RESULTS: The mean plasma sVEGFR-1 concentration in pre-eclamptic patients before the clinical manifestation of the disease was significantly higher than in normal pregnant women at 24-28, 28-32, and 32-37 weeks of gestation (p = 0.02,p < 0.001, and p < 0.001, respectively). In contrast, no significant differences in the mean plasma sVEGFR-1 concentration between patients with pre-eclampsia and normal pregnant women were observed both at 7-16 weeks and 16-24 weeks of gestation (p= 0.1 and p= 0.9). Similarly, the mean plasma sVEGFR-1 concentration was significantly higher in pre-eclamptic patients than in normal pregnant women at clinical manifestation, at 2-5 weeks (mean 3.8 weeks), and at 6-10 weeks (mean 8.2 weeks) prior to the development of clinical pre-eclampsia (p < 0.001, p < 0.001, and p = 0.002,respectively). Among patients with early-onset pre-eclampsia (defined as gestational age of 34 weeks or less), the mean plasma sVEGFR-1 concentration was significantly higher in pre-eclampsia (before clinical diagnosis) than in normal pregnant women at 24-28 (mean 26.4) weeks of gestation (p = 0.008). In contrast, among patients with the late-onset disease(defined as gestational age of more than 34 weeks), plasma sVEGFR-1 concentration in pre-clinical pre-eclampsia was significantly higher than in normal pregnant women at 28-32 (mean 30.2) weeks of gestation (p < 0.001).

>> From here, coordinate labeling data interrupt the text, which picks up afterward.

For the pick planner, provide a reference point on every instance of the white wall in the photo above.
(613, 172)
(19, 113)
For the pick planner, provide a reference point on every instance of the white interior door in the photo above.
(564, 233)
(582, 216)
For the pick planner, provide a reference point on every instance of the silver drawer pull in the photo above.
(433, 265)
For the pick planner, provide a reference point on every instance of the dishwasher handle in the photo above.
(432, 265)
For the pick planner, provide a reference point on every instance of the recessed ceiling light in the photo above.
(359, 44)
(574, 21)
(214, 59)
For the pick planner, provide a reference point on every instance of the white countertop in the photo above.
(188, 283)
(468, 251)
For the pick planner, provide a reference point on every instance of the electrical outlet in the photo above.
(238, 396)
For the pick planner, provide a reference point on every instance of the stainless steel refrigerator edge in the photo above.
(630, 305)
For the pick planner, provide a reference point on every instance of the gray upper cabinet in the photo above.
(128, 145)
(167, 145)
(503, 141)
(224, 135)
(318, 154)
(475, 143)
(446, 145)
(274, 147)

CONCLUSIONS: Plasma sVEGFR-1 concentration is elevated in pre-eclampsia prior to the clinical diagnosis of the disease. This elevation began 6-10 weeks prior to the clinical manifestations, and the increase was more pronounced at 2-5 weeks before the diagnosis, as well as at clinical presentation. Furthermore, in early-onset pre-eclampsia, plasma concentration ofsVEGFR-1 is elevated earlier than the late-onset disease.